Вихри враждебные веют над нами, Темные силы нас злобно гнетут…
– Варшавянку запели! – сказал на кургане Лазо, обращаясь к своим ординарцам, и на смуглом лице его заиграла довольная юношеская улыбка. Он глядел на подходившую колонну и с неизведанной прежде гордостью думал о том, что все эти сильные и мужественные люди идут, подчиняясь его приказу. От этого он почувствовал себя вдруг безмерно счастливым и порывисто привстал на стременах. «Как я счастлив! Как я счастлив!» – говорил он себе, вслушиваясь в торжественный и суровый, всегда волновавший его напев. А в песню уже врывались легко и стремительно десятки других голосов.

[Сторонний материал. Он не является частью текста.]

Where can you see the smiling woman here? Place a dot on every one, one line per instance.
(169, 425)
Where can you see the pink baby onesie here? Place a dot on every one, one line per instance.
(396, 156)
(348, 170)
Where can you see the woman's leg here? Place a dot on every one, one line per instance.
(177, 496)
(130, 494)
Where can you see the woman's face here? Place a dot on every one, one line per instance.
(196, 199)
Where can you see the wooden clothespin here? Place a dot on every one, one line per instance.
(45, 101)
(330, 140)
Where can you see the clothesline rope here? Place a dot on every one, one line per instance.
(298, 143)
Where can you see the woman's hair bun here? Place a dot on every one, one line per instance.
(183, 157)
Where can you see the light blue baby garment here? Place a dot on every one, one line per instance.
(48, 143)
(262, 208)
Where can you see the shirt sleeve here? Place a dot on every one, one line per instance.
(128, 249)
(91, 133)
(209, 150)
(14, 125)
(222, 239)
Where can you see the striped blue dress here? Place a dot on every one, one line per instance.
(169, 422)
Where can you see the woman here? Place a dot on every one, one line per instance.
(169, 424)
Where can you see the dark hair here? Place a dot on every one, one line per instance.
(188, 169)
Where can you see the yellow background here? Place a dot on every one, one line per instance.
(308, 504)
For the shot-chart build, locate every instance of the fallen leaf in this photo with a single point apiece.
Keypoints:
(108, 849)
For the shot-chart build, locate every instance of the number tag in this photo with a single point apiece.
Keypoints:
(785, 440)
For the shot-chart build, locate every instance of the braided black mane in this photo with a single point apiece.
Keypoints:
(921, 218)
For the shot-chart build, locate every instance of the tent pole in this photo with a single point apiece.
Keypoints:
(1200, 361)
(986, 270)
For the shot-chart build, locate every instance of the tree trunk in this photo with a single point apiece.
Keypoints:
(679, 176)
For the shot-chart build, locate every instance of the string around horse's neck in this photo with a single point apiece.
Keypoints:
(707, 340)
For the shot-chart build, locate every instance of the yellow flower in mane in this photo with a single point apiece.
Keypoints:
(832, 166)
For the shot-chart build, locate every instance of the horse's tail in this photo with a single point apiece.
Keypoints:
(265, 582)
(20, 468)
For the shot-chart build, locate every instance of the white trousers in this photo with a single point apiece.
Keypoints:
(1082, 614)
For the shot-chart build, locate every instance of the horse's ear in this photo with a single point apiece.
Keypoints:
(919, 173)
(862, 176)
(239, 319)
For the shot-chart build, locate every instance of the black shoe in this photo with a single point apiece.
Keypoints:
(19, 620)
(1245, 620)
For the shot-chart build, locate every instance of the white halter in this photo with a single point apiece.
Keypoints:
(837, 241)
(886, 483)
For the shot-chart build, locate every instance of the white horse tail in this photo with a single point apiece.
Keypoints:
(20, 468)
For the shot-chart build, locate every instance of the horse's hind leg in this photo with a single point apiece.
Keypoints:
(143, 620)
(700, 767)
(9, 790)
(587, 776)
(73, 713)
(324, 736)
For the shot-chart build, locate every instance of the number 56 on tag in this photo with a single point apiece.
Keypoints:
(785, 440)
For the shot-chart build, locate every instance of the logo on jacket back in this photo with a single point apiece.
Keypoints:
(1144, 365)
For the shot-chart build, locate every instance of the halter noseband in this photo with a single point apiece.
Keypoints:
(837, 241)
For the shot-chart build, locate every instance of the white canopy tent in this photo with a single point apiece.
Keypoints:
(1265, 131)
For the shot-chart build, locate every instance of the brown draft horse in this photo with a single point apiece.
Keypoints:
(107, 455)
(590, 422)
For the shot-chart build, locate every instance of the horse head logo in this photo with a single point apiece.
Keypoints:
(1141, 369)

В бой роковой мы вступили с врагами, Нас еще судьбы безвестные ждут, —
самозабвенно и радостно выговаривали высоко взмывшие тенора и, словно накатывающийся раскатами гром, с грозной решимостью вторили им басы. Еще не замерли в знойном воздухе страстно звеневшие подголоски, как вырвался из глубины колонны гордый мужественный припев. И долго бушевал над степью могучий прибой голосов:
На бой кровавый, святой и правый, Марш, марш вперед, рабочий народ!.. На баррикады! Буржуям нет пощады. Марш, марш вперед, рабочий народ!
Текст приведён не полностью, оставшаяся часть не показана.